Yep, the salary that’s required to pay for the vacation you charged to your credit card — two years ago.

Chapter 7: Own

Most wealthy people, especially if they’re self-made, are aware of the difference between income-producing assets and income-consuming assets.

I’m tickled pink that Michael recognizes and demonstrates the difference between the two — especially when it comes to real estate!

Personal real estate may appreciate over time, but it does not produce income. It consumes income. It consumes income because you have to spend money on maintenance, utilities, repairs, taxes and insurance. The only way you can extract money from real estate is by taking out a home-equity loan (debt!) or by selling the property.

As I’ve said several times here before, home-ownership is not normally the most effective way to create wealth and financial freedom.

Chapter 8: Spend Less Than You Earn By Controlling Your Expenses

…you have to value your peace of mind and financial security more than the things you buy.

Chapter 9: Save 50 Percent of Your Salary

If you save 50 percent of your salary, for every month you work, you will save enough to take a month off– without changing your lifestyle.

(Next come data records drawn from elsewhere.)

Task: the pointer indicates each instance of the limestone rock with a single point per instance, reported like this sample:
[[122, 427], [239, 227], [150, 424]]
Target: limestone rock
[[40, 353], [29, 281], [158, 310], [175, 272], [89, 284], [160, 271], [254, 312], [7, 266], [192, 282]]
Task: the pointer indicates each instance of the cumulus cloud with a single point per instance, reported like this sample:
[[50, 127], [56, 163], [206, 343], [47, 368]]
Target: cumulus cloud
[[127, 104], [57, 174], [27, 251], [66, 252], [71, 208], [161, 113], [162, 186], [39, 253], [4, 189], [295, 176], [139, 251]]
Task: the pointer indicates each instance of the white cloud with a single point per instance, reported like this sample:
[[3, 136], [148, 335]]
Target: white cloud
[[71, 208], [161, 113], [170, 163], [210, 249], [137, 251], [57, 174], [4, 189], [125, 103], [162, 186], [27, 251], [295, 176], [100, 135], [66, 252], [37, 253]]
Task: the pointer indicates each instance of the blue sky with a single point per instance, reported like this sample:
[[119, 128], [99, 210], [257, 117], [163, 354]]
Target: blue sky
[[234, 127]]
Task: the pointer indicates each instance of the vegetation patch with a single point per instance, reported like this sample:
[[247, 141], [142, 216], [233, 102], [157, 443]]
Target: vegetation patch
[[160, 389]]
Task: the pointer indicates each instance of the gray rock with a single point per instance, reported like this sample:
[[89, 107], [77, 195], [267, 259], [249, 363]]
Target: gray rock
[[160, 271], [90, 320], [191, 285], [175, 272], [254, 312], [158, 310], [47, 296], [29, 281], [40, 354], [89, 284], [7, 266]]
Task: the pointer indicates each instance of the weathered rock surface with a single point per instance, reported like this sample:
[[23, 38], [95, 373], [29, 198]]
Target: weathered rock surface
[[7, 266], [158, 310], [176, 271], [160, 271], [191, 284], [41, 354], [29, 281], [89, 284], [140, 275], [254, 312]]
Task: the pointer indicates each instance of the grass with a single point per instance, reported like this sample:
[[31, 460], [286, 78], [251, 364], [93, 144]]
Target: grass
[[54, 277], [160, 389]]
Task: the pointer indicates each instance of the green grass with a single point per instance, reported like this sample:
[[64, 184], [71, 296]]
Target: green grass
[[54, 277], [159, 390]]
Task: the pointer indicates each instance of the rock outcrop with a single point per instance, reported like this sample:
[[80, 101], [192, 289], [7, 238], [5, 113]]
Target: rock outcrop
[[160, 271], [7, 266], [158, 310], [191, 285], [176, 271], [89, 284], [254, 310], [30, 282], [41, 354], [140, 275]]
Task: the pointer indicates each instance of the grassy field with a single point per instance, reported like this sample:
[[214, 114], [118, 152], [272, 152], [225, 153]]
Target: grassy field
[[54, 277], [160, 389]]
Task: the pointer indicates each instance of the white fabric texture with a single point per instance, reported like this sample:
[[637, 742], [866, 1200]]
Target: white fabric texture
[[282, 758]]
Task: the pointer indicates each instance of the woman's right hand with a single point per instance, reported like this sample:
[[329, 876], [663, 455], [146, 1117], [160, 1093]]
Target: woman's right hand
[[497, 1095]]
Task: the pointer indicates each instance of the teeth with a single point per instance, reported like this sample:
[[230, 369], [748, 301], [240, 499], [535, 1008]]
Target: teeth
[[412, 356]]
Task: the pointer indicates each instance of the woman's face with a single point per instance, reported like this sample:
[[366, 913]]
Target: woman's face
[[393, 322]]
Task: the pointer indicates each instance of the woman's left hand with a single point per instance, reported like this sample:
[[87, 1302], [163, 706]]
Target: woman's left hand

(The author doesn’t take compounding interest into consideration here — which would grow your future savings balance exponentially.) He illustrates his point by sharing a personal story of financial hardship: he was able to withstand two job layoffs, lasting a year or longer, because he had sufficient savings to see him through tough times.

Chapter 10: Control Your Money or Your Money Will Control You

Change your attitude toward debt. Every time you use credit for a purchase think, “Debt is slavery; I am making myself a slave.”

In this chapter, the author provides step-by-step instructions for creating a written financial plan aimed to minimize expenses, eliminate debt, and start saving.

While Debt is Slavery: and 9 Other Things I Wish My Dad Had Taught Me About Money might not be particularly suited for advanced finance readers, I enthusiastically recommended it for young adults and those struggling to break free from the handcuffs of debt.